In order to assess the generalizability of multidimensional analysis, we varied the input parameters of analysis in three ways (Fig. 3). First, we performed multidimensional analysis on Dataset 1 (n = 169; standardized by sex) in 2 PC space under 11 conditions (Fig. 3a–c). Each condition represented the removal of a single behavioral measure or a complete behavioral test. Next, we performed multidimensional analysis using every possible combination of 3–8 total measures (Fig. 3d). Finally, we performed multidimensional analysis on different combinations of data where more animals could be included with partial behavioral profiles (Fig. 3e–h and S1). This approach resulted in four conditions with the number of behavioral measures ranging from 4 to 8 and the number of animals ranging from 169 to 286 per condition.
To assess the minimal sample size needed for multidimensional analysis to effectively classify Ube3a genotype, we performed a bootstrap analysis of Dataset 1 (n = 169) using 2 PCs for clustering (Fig. 4a). For n = 3 to n = 30 with a step of n = 1, we randomly selected n animals per genotype from the overall dataset (n = 169), with replacement, and performed multidimensional analysis. We repeated 10,000 trials for each n and report the average clustering accuracy.
To determine whether multidimensional analysis results in false positive effects, we performed multidimensional analysis in a homogenous sample (all 36 wild-type females). We randomly assigned mice to two groups (to model two genotypes with no true behavioral difference; Fig. S7).

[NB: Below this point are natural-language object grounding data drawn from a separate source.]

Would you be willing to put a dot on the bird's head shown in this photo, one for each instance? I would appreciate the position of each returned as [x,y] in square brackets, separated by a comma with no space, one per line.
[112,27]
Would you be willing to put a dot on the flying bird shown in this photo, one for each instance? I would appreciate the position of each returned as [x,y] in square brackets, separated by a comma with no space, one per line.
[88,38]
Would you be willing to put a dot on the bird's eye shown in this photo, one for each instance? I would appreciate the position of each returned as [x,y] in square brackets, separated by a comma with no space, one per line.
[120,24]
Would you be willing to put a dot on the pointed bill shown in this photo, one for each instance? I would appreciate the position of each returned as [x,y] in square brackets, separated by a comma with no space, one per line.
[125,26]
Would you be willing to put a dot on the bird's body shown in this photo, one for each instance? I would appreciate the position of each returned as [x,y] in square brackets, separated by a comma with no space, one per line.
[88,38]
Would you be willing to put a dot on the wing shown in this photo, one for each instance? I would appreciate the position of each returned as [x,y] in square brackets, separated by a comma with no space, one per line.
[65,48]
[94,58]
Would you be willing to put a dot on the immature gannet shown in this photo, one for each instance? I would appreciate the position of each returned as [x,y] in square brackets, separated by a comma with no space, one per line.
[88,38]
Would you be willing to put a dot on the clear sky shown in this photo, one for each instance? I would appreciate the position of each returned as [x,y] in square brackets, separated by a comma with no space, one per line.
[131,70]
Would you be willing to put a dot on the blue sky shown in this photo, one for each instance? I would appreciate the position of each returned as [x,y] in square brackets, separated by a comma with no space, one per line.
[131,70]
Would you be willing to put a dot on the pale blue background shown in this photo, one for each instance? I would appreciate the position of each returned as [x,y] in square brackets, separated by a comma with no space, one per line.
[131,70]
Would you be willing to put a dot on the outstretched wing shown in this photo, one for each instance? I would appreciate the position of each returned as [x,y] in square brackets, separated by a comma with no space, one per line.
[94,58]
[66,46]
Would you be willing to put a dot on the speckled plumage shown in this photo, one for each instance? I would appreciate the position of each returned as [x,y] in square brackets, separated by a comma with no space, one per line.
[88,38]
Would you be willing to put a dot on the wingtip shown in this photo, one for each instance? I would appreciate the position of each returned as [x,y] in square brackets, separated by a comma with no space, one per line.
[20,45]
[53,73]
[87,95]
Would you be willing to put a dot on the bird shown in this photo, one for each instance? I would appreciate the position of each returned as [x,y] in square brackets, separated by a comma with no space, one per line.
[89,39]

Behavioral rescue with Ube3a reinstatement by Cas9 gene therapy
Behavioral data was available for a total of n = 91 mice in Dataset 3. However, every behavioral test was not performed in every animal. Thus, we performed multidimensional analysis in two subsets (“conditions”) of the total sample (Fig. S11e). Condition 1 (Fig. 6) included n = 33 total mice where behavioral data was available for each of thirteen total measures. Condition 2 (Fig. S11f, g) included n = 86 total mice where behavioral data was available for six of thirteen total measures. Data were standardized by sex for measures where statistically significant sex differences were observed between WT + control and AS + control groups in the total sample (P90 weight, open field center time).

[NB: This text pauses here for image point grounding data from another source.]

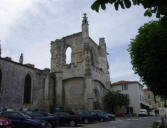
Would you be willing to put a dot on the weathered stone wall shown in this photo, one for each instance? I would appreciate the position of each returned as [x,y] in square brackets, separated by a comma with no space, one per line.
[73,92]
[13,82]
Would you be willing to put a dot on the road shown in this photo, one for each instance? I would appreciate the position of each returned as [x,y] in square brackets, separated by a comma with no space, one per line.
[142,122]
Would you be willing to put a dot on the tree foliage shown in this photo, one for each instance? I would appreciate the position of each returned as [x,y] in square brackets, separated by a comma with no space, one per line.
[159,7]
[113,99]
[148,53]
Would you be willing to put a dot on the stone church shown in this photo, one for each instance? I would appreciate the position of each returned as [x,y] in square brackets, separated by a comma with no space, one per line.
[78,85]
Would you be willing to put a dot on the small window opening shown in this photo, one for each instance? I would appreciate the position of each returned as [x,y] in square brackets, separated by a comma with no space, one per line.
[27,90]
[68,55]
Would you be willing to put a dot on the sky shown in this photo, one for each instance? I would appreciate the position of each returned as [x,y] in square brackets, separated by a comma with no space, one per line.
[28,27]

Statistical analysis was performed using GraphPad Prism 9 and MATLAB R2019a, R2021a, and R2022a (Mathworks). Group comparisons on individual behavioral tests (Figs. 1 and S9) were made using Student’s t-tests (weight, open field distance, open field center time, marble burying, forced swim) and two-way RM ANOVA (rotarod, nest building). Assessment of sex differences (Figs. 2, S5c, and data not shown to accompany Fig. 6/S11) were made using two-way ANOVA. Effect of treatment was assessed using one-way ANOVA and post hoc Tukey’s multiple comparison test in 1 PC space (Figs. 6c and S11g). Figure 3d used one-way ANOVA and post hoc Tukey’s multiple comparison test. Figure S7d used Student’s t test. Fisher’s exact test was used to determine if clustering accuracy was statistically different between test conditions (Figs. 3a–c, S4, and S6). For all figures, *p < 0.05, **p < 0.01, ***p < 0.001, and ****p < 0.0001.

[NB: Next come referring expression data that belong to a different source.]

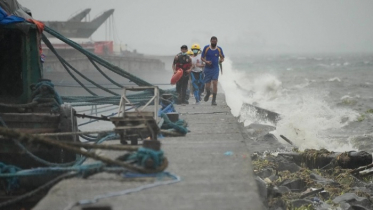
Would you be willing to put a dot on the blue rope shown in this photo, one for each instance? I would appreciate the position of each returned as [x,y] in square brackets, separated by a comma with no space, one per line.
[78,161]
[46,84]
[177,126]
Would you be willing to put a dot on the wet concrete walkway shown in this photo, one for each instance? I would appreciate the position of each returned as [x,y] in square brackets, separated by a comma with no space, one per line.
[213,161]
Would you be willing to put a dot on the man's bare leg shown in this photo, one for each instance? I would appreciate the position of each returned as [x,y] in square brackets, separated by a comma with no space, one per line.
[208,91]
[214,91]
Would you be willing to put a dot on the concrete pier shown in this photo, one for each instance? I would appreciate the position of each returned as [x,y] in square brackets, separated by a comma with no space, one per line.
[213,161]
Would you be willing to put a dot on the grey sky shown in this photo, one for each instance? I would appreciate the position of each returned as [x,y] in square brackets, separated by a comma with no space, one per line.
[245,26]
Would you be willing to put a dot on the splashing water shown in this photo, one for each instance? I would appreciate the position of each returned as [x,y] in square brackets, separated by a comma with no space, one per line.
[306,118]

Ube3a m-/p+ mice have robust behavioral impairments
Ten independent cohorts totaling 286 mice (Fig. S1; 26–30 mice per cohort) performed a series of behavioral tests in order: weight, rotarod, open field, marble burying, nest building, and forced swim (Fig. 1a). Behavioral data from eight of these cohorts (n = 231) were previously reported by Sonzogni and colleagues . In the complete dataset, Ube3am-/p+ mice showed increased weight (Fig. 1b; t(226) = 4.428, p < 0.0001), impaired rotarod performance (Fig. 1c; main effect of genotype: F(1,284) = 103.8, p < 0.0001), and impaired rotarod learning (Fig. 1c; genotype × time interaction: F(4,1136) = 6.792, p < 0.0001) relative to WT controls. Ube3am-/p+ mice were hypoactive in an open field (Fig. 1d; t(226) = 8.874, p < 0.0001) despite normal time spent in the center of the arena (Fig. 1e; t(226) = 1.348, p = 0.1789). Ube3am-/p+ mice also showed impairments on marble burying (Fig. 1f; t(284) = 16.79, p < 0.0001), nest building (Fig. 1g; main effect of genotype: F(1,207) = 176.1, p < 0.0001), and forced swim tests (Fig. 1h; t(284) = 15.73, p < 0.0001) relative to WT controls. Prior work found significant sex differences in a subset of these behaviors , and we confirmed with the complete dataset that six of eight behavioral measures showed statistically meaningful sex differences (Fig. S2).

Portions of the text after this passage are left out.